In the past few weeks, I’ve had several friends and family members bring up the subject of miscarriage. Sadly I seem to be the resident know-it-all on pregnancy loss in our family because of my own experiences with miscarriage and infertility.  Over the years I’ve also had many people ask me what to say to someone who has suffered the loss of a pregnancy.  It can be an awkward time for the couple who are grieving the loss of a child and awkward for those who want to do something but don’t know what to say or do.  This recent post about miscarriage made me think that other’s might need a some guidance in this area.

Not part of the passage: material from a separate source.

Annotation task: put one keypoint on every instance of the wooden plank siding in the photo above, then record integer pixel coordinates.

 The loss of a child is perhaps one of the single most devastating and sad experiences a family can go thru. In the same vein, when a couple looses a pregnancy similar feelings of sadness and loss are present. Unlike the loss of a child, when a couple experience a miscarriage there are no formal rituals of mourning, no graveside to visit and no pictures by which to remember this child. Many times this couple goes home from the hospital or the doctor’s office with empty arms and a lot of unanswered questions.

 After my first miscarriage I wanted someone to talk to, someone to tell me everything was going to be ok, and that eventually I would get off the topsy-turvy roller coaster of emotions I was on. I had no idea what was going to happen to me, if I was going to be able to become pregnant again or even if I wanted to be pregnant again. I felt very alone, very scared and very angry that this was happening to me.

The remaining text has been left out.